An den Grundübeln von Steuerflucht und Steuervermeidung ändern weder diese Urteile noch das vor kurzem vorgestellte Aktionspaket der OECD zur Vermeidung von steuerschonendem Verschieben von Gewinnen (das sogenannte BEPS-Programm) etwas. Denn das System der sogenannten Verrechnungspreise bleibt unangetastet. Damit wird versucht, konzerninternen Transfers ein "marktübliches" Preisschild zu verpassen, um diese Zahlungsströme steuerlich bewerten zu können. Das Dumme daran: Für sehr viele dieser Transfers gibt es einfach keine Marktpreise. Das gibt Konzernen die Möglichkeit, Gewinne durch das künstliche Aufblähen von Kosten steuerschonend rund um den Erdball zu schicken. Ob die dabei verrechneten Transferpreise manipuliert sind oder nicht, entscheiden in diesem System dann oftmals überforderte Steuerverwaltungen - oder die Gerichte.
Zusammen mit dem internationalen Steuerwettbewerb ergibt das eine Situation, in der international tätige Unternehmen, soweit sie überhaupt Steuern zahlen, immer im Vorteil gegenüber lokalen Firmen oder ArbeitnehmerInnen sein werden. Die jüngste Kommissionsentscheidung zeigt einmal mehr, dass der für alle Staaten letztlich desaströse Wettbewerb sogar innerhalb der EU fröhliche Urständ’ feiert. Das ist in einer Wirtschaftsunion besonders absurd, da man hier einander Unternehmensinvestitionen abjagt. Die seit Jahrzehnten geheim tagende "Code of Conduct"-Gruppe der EU-Finanzminister, die sich unter anderem um die Vermeidung von "schädlichem" Steuerwettbewerb kümmern soll, hat bisher absolut nichts zuwege gebracht.

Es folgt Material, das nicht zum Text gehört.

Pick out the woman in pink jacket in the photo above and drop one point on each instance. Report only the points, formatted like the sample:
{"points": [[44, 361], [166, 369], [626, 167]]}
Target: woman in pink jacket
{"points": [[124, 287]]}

Alle Bemühungen um Steuergerechtigkeit von OECD, EU und anderen sind als erste Schritte in die richtige Richtung zu sehen. Solange man sich jedoch nicht an die Grundlagen des Übels heranwagt, etwa durch eine einheitliche Besteuerung von Unternehmensgewinnen und deren proportionale Aufteilung je nach Ursprung der wirtschaftlichen Leistung, bleibt dies leider alles nur Auslagenpolitik.